If I had to choose 1 bike, and money was not an issue, I would purchase the TCR Advanced with the standard double crank. Only change I might make (based on your input), would be to replace the 12-25 cassette with a 12-27.

Good luck with your choice. Respond back with your final decision. Would love to know how things worked out.


----------



## ice107s (Jul 21, 2011)

*help needed*

Hi guys,

I am new to rod bike but when i saw giant models i just cannot stop loving it. I am not a racer i do not go for competitive ride. I used the bike for work, everyday use, long rides, i need speed and able to climb hills, i saw the defy 1 and tcr composite 1 models. which 1 should i choose? I am recommended with defy1 over tcr composite 1 as it is uncomfortable. What do you guys think. i need help. Thanks


----------



## Wildcard (Apr 29, 2011)

I have a Defy 1 and think it is great.

Form what I have heared you should steer clear of the TCR composite at all costs.


----------



## willieboy (Nov 27, 2010)

ice107s said:


> Hi guys,
> 
> I am new to rod bike but when i saw giant models i just cannot stop loving it. I am not a racer i do not go for competitive ride. I used the bike for work, everyday use, long rides, i need speed and able to climb hills, i saw the defy 1 and tcr composite 1 models. which 1 should i choose? I am recommended with defy1 over tcr composite 1 as it is uncomfortable. What do you guys think. i need help. Thanks


While I'm an owner of the Defy Advanced 1 that doesn't make it the right bike for everyone. You will read many times on these forums that the fit is everything. Ride them both and you will know  There are many great bikes out there. Find the one that feels right and go for it. It's the best thing I ever did  Enjoy the process and good luck. Let us know how you make out.


----------



## lewdvig (Oct 4, 2004)

My 2010 TCR Advanced is super comfy and with a compact chainring there is nothing in the rocky mountain foothills that I can't climb (think I have a 27 in back, not sure). I am totally middle of the pack, you would likely kick my butt. 
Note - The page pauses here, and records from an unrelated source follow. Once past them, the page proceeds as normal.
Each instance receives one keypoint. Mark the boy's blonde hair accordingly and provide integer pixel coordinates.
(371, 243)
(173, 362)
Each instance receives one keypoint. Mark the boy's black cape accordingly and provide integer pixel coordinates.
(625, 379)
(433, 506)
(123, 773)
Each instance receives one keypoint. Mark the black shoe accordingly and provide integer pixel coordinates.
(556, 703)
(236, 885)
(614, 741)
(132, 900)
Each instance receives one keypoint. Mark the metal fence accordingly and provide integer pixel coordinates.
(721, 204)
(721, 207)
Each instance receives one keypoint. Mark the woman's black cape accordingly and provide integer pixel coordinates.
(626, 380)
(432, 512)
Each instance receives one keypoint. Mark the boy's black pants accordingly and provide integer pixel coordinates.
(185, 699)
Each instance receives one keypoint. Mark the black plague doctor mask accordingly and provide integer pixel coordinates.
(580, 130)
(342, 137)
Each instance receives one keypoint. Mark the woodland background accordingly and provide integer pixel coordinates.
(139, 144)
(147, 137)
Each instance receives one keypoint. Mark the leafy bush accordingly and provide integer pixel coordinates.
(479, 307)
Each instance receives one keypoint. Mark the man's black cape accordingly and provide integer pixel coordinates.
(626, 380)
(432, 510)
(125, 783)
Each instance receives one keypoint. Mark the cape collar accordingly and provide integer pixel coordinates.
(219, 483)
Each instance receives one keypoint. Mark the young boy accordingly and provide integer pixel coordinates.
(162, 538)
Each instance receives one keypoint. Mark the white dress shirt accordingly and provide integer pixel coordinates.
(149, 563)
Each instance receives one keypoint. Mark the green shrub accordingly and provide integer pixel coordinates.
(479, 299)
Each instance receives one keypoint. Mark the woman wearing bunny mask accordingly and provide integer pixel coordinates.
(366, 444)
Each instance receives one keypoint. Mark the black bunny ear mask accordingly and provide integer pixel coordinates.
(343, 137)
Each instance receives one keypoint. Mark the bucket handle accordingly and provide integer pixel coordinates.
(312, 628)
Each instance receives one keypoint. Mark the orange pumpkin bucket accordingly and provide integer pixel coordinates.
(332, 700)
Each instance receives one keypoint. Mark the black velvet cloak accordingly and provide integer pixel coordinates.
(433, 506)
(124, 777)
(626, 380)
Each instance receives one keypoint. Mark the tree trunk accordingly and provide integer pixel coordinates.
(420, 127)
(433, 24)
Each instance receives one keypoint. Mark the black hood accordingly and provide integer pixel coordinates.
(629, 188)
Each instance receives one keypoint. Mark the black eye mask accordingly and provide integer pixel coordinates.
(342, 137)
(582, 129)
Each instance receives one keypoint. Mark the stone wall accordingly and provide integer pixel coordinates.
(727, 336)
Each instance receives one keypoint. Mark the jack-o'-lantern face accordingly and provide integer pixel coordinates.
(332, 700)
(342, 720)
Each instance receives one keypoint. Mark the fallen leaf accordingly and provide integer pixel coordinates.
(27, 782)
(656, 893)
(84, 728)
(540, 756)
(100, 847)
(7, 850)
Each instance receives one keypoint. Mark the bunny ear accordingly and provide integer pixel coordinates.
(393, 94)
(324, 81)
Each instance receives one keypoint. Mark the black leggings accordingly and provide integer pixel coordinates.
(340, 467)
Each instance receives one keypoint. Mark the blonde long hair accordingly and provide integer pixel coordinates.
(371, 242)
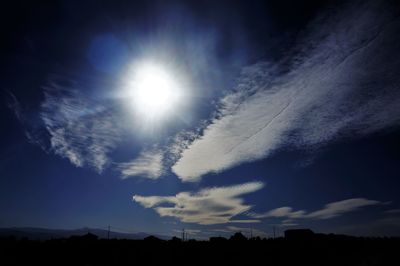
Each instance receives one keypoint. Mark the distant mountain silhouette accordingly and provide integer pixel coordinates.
(46, 234)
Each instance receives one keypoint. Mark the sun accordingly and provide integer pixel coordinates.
(153, 90)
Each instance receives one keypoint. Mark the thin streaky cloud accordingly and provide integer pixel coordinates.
(216, 205)
(310, 101)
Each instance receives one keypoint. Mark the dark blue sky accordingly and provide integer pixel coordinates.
(287, 116)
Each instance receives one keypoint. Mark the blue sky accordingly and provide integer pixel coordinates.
(280, 115)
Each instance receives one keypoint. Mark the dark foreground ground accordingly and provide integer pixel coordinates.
(315, 251)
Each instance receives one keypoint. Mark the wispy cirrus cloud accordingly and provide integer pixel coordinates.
(148, 164)
(340, 80)
(330, 210)
(215, 205)
(80, 129)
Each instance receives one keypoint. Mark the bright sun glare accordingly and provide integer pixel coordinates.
(153, 90)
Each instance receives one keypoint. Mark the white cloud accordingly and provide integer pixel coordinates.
(148, 164)
(215, 205)
(345, 83)
(330, 210)
(80, 129)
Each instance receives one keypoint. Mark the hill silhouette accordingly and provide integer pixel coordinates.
(294, 249)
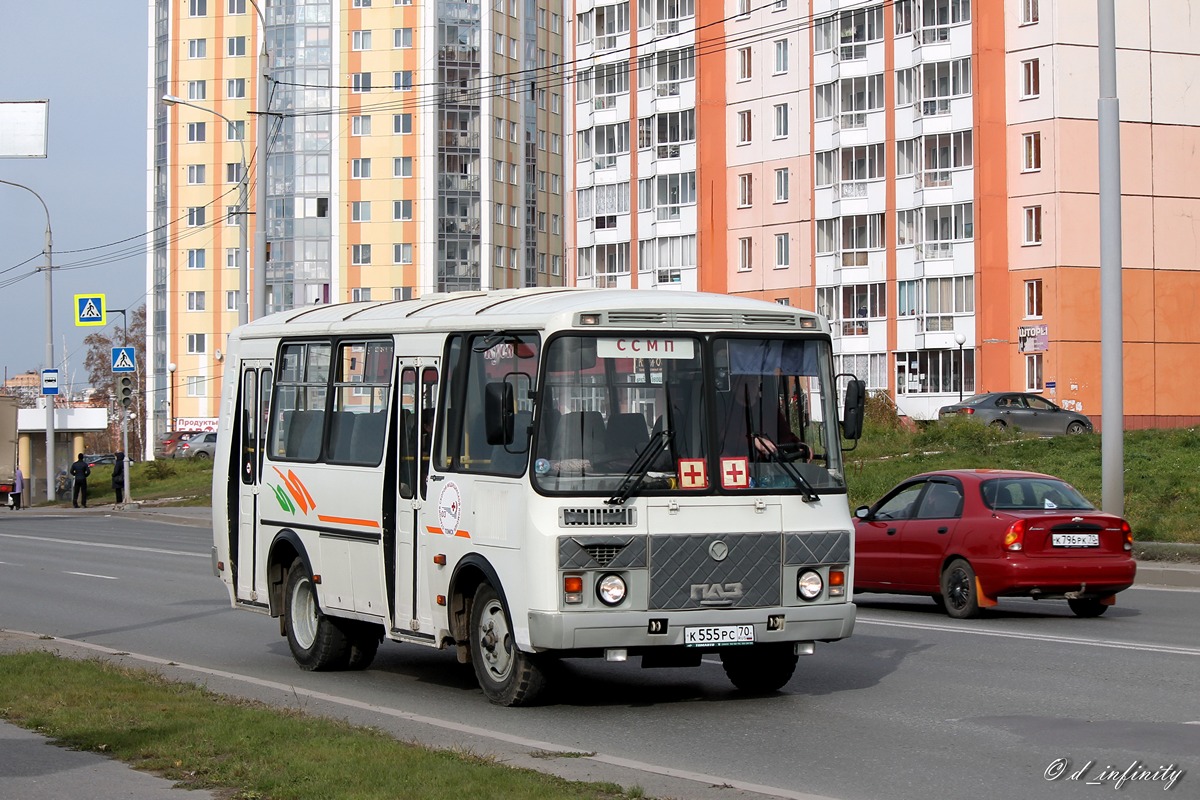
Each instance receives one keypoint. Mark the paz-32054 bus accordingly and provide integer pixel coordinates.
(539, 474)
You will be able to get lower and more aero on the TCR. 22 MPH rides = lots of time on the drops.

You will be happy with both though so don't sweat it too much.


----------



## tnancarvis (Jun 27, 2011)

Wildcard, would like to know where you heard that you should steer clear of the TCR composite. Thanks.


----------



## rluuluu (Jun 29, 2011)

+1 for why to stay away from TCR Composite.


----------



## V3T (May 19, 2011)

rluuluu said:


> +1 for why to stay away from TCR Composite.


Why..?


----------



## rluuluu (Jun 29, 2011)

Because I'd like to know why as well


----------



## lewdvig (Oct 4, 2004)

The weather was a little dicey today so instead of heading out towards the mountains I thought I would do a lap of my city courtesy of it's extensive pathway.

Some of the paths are smooth, but the Canadian winter is as hard to paths as it is on roads, so you need to deal with lots of ruts, roots and holes. I left the house prepared to be fixing flats.

It was about a 2.5 hour ride and distance was 70 km (it is a pathway after all). I can honestly say my 2010 TCR adv is a smoother ride on this route than my Santa Cruz Blur - no joke.

In my 30 years of racing/riding bikes I can honestly say this is the best bike that I have ever owned (compared to Colnagos, Pinarellos, Williers, Lemonds, Cannondales...). The acceleration on short sharp climbs is mind boggling and the effort to keep the bike at 30kph on the flats feels like zero (which of course makes you want to go faster). 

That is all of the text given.